David Bowie is one of those rare figures in pop culture whose significance transcends the boundaries we apply to art and creativity. Sure, lots of artists work across different mediums and styles (and Bowie was no exception), but that’s not exactly what I mean.
He produced decade after prolific decade of incredibly diverse music, demonstrated a constant willingness to entirely change up his style to work with new collaborators, and had an ability to cut through facades and speak in a way that’s difficult to explain, even for those he inspired enough to dedicate their careers to studying his character.
This sort of overwhelming aesthetic power was the focus of “The Life and Art of David Bowie,” a semi-biographical documentary shown for free at the Memorial Art Gallery this past Thursday. Produced by the Alternative Music Film Society, the movie was screened for a packed auditorium. It was a compilation of old newsreels, interviews, and short biographical segments produced by channels like the BBC, many of them created after Bowie’s death just over three years ago.
The film was constructed primarily around interviews with Brian Eno, Lou Reed, Mick Ronson, Carlos Alomar, and so many other phenomenal musicians and performers with whom Bowie shared influence, driving home just how singular and memorable he was to the people he influenced throughout his life.
Since Bowie’s passing, I’ve come to believe it’s critically important to compile these kinds of conversations. We can listen to Bowie’s music whenever we want. His music represents a sort of musical actualization, and was of course used to score the film perfectly. When Bowie wrote “Ziggy Stardust,” for example, the film shows how he envisioned what it must have been like to be a rock star and in so doing became one of the greatest rock stars of his or any period. But to really understand what it was like to be in the presence of a someone capable of that kind of musical character reinvention, one has to have known him, and the next best thing for those who can’t is to listen to those who did.

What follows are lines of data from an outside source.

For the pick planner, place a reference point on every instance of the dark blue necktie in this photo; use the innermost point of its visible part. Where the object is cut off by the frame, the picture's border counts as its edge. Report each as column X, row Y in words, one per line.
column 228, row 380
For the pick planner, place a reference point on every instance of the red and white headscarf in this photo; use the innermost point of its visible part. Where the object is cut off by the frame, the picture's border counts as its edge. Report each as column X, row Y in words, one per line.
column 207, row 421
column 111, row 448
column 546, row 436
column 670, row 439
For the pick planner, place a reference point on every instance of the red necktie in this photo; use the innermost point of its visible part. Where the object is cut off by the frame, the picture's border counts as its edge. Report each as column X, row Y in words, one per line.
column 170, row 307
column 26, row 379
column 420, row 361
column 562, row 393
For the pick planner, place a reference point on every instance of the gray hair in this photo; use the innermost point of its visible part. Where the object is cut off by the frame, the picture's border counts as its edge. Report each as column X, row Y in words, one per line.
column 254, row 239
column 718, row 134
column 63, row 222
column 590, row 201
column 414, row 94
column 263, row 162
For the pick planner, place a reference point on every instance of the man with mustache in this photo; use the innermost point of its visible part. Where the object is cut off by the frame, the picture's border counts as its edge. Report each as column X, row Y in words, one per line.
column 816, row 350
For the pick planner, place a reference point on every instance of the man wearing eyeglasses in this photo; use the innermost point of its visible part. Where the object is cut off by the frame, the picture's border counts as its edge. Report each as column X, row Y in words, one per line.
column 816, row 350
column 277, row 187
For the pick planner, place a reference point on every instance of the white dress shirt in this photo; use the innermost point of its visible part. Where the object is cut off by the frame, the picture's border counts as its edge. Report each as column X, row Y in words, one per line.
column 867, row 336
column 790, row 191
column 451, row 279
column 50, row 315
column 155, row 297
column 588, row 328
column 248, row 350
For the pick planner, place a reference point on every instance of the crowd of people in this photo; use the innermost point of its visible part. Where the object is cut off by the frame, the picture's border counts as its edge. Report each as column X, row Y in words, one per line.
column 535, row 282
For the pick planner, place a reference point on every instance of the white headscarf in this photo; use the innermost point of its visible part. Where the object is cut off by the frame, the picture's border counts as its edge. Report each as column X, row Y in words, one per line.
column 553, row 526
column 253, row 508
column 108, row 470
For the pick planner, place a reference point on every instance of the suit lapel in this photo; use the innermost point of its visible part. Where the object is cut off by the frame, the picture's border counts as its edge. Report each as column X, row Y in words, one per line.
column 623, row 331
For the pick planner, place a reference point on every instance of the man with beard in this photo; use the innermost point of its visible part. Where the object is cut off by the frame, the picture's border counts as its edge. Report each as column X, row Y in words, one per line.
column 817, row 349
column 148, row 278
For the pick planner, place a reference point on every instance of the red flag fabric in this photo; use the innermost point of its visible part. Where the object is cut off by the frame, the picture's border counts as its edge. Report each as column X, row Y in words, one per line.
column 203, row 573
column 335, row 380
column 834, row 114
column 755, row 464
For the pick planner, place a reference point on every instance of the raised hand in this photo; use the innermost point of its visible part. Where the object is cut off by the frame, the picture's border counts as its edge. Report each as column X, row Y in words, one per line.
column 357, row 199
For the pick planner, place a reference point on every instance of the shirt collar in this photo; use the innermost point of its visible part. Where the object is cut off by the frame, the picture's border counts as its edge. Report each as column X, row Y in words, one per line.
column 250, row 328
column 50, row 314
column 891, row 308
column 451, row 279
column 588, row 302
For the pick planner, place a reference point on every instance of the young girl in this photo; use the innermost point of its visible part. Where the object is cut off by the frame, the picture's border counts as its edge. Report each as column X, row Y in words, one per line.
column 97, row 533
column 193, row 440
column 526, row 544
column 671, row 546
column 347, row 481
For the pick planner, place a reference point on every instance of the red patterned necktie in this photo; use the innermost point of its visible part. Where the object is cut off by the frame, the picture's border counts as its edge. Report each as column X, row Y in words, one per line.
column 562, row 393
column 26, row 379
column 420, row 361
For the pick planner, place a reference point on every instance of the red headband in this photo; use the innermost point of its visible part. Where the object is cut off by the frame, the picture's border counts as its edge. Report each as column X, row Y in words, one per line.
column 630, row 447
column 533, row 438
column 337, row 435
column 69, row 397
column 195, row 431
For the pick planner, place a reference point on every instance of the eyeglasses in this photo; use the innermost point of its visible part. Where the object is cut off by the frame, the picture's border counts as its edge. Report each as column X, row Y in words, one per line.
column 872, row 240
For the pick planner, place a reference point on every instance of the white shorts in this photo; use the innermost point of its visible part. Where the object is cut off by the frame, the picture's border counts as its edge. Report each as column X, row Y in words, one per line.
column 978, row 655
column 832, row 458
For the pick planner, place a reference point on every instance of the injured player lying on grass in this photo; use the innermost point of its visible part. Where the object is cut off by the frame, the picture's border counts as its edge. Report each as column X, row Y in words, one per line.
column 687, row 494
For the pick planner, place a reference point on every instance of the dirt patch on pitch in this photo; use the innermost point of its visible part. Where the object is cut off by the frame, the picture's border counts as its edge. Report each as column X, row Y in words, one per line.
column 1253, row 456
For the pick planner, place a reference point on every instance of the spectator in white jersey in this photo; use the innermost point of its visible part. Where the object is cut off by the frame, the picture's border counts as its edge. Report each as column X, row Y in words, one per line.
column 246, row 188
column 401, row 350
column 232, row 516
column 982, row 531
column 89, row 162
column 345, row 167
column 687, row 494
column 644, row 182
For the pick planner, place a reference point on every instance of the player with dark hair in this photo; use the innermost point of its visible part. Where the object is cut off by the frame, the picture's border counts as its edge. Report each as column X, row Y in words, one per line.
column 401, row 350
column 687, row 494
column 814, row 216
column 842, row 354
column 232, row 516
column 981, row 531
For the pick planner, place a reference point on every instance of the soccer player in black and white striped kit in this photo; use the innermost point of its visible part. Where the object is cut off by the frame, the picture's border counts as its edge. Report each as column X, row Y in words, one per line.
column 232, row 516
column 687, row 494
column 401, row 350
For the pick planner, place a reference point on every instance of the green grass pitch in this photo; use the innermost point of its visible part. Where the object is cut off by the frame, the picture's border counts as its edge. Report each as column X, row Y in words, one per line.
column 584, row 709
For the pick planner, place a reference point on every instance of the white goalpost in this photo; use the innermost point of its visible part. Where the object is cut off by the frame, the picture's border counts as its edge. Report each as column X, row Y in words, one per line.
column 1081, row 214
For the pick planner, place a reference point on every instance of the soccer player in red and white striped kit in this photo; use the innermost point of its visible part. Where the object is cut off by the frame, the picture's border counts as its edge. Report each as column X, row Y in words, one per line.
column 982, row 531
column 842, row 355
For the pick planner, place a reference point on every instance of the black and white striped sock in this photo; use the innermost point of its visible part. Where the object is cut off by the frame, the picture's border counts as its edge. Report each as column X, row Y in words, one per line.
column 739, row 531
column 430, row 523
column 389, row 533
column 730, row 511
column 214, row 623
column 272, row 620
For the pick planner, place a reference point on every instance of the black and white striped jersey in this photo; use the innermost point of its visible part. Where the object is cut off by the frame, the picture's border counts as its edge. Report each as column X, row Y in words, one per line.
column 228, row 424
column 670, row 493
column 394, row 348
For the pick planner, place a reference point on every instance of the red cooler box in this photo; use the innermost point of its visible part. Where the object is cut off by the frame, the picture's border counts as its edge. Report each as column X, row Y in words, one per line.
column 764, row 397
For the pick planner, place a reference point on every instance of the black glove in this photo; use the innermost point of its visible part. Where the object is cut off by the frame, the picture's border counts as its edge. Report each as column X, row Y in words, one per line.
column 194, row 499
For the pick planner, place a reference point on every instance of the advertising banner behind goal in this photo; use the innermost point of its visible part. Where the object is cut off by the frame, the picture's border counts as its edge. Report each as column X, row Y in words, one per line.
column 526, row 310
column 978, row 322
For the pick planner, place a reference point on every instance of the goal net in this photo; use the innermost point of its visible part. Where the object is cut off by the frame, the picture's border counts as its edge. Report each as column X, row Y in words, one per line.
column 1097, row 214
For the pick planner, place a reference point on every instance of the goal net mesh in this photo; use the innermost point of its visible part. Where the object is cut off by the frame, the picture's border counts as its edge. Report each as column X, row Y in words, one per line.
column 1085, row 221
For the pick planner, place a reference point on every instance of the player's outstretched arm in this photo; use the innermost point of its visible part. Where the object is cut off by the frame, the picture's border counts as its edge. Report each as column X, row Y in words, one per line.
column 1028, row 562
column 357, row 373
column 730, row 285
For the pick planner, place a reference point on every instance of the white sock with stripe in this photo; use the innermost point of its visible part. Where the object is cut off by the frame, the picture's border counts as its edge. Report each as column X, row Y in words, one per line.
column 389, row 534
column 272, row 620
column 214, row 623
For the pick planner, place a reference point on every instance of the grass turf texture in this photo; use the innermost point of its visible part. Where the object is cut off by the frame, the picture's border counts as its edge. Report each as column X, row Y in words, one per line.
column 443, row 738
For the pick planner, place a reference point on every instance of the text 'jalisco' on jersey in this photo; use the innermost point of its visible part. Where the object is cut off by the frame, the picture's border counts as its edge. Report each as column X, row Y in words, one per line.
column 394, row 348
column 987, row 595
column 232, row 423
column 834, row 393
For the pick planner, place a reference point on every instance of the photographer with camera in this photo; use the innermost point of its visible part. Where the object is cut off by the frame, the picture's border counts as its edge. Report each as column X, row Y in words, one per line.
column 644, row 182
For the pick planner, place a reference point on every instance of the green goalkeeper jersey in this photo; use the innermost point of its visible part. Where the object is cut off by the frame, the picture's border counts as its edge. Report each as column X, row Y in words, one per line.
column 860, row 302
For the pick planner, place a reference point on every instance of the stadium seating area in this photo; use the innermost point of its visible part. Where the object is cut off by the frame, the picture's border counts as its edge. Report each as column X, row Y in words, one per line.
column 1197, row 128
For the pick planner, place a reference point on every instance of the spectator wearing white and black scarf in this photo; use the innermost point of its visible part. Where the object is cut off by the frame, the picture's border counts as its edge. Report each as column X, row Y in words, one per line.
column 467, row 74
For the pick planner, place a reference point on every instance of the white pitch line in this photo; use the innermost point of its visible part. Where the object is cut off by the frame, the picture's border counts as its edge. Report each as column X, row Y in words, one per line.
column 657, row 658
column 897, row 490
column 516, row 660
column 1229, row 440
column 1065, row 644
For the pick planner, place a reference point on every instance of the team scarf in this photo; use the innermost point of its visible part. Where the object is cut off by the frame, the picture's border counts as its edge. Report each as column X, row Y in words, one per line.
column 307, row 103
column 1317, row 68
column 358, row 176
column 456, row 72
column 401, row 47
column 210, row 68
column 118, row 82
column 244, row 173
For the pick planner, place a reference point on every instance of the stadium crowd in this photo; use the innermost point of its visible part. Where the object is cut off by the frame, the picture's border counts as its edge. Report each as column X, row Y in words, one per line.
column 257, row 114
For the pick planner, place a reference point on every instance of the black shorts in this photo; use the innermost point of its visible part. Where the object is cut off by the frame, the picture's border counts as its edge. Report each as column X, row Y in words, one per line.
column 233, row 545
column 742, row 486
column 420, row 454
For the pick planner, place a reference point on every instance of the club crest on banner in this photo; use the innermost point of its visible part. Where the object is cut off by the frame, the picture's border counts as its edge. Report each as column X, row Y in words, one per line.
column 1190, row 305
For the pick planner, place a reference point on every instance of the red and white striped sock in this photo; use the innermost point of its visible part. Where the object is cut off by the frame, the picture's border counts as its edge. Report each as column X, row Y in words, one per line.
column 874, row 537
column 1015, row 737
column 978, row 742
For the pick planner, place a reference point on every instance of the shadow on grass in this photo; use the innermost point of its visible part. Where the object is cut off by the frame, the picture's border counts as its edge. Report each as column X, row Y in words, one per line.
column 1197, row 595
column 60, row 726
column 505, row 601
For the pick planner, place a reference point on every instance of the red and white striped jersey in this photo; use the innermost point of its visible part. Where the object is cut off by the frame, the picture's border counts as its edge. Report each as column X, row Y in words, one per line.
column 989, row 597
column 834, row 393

Although it might seem obscure to people who don’t particularly care about Bowie, I personally found “The Life and Art of David Bowie” compelling and moving, especially during the montages of fans reacting to the news of his death. Like “A Poem is a Naked Person” (about the rock pianist, Leon Russell) and especially “Eat That Question” (a similar collection of archival footage of Frank Zappa), the film simply presents us with a star in his own words, and in the words of the people closest to him. We are left to create our own images of Bowie from those pieces, appreciating someone whose art was at once cosmically universal and deeply personal.